1b. Raising Funds.  Obtaining additional rounds of financing with a corporate structure is substantially easier than doing the same with an LLC. Tax issues can complicate matters when raising additional capital for an LLC that are not applicable in the corporate realm.

 

  1. The administrative burdens are light.  From a corporate governance standpoint, an LLC is not subject to nearly as many requirements as corporations.  There is no necessity to have a board of directors and, therefore, resolutions and written consents are not necessary for company action.  The only major on-going requirement is the filing of an annual report with the Secretary of State.  This is an important step, however as a failure to timely file the report can be grounds for administrative dissolution. 

 

2a.
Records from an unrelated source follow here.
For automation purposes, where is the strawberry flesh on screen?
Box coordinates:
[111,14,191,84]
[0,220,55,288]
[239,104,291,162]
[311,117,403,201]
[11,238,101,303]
Difficult Agreements.  Although LLCs are easy to form and have substantial flexibility in the way they may be operated, this freedom actually poses a problem when the entity becomes complex.  While a small or self-funded LLC can get by with a basic operating agreement, a larger company (or one that plans to grow substantially) will need to spell out substantial terms in their agreements, making them unwieldy and a poor choice for a growing entity.

 

  1. Flexibility.  Substantially fewer formalities are required to manage an LLC as opposed to a corporation.  For example, an LLC can be managed by a “manager,” or by one or more “members.”  It can provide for a board of directors and employ officers, similar to a corporation, or it can simply be run by its member(s) or manager(s).  Distributions and allocations of profits and losses can be structured in different fashions in the operating agreement, as can the general operations of the business.  There are also few restrictions placed on who may be an owner of the entity and owners may be active in the day-to-day operations of the business.   

 

3a. Bias towards Corporations.  LLCs are becoming more common and knowledge of them is gaining, but major investors do most of their work with corporations and have a level of familiarity with that structure.  Therefore, even if the above issues are worked out, there is a good chance the documentation necessary for the LLC will be difficult for the investors and more time will be spent on due diligence prior to making an investment decision.  In the world of high growth companies, this extra time can spell doom for a company that needs quick funds to stay afloat.

 

  1. Limited Liability.  As the name implies, an LLC structure provides its owners with limited liability meaning that, while the company itself is liable for lawsuits and debts, the individual members (owners) are not personally liable.  While there is a way to “pierce the corporate veil,” most LLC owners can rest assured that their personal assets are safe regardless of what happens with the LLC. 

 

4a. No Argument.  Corporations were the initial vehicle to provide limited liability for their owners.  LLCs also have this benefit and, other than the veil piercing mentioned above, both entities are good choices for limiting personal liability.

      

  1. Tax Issues.  Corporations are generally subject to what is known as “double taxation,” meaning they are taxed on the income they receive and then taxed, again, when paying dividends to shareholders.  LLC’s, on the other hand, are considered “pass-through” entities, meaning that profits and losses are passed through to the owners and the LLC itself does not pay taxes on the gains, thereby avoiding double taxation.  Of course, the owners pay taxes, but when their tax rates are lower than the corporate tax rate, they will enjoy tax savings.  Furthermore, where the business expects to incur losses early in its existence, the members can claim the losses on their tax returns and obtain a personal tax benefit.

 

5a. Is Double Taxation Really a Problem?  As discussed above, LLCs are not subject to double tax.  However, this may not be an issue for many early-stage companies.   Therefore, the actual effects of double taxation may be overblown, as many early-stage companies trying to raise capital and grow quickly do not plan to be immediately profitable and have no profits and/or distributions to worry about.

 

 

 

Care should be taken in choosing an appropriate business entity.  While LLCs are a perfect choice for many start-up businesses, the particular plans of the company owners should be analyzed prior to making a commitment to business formation.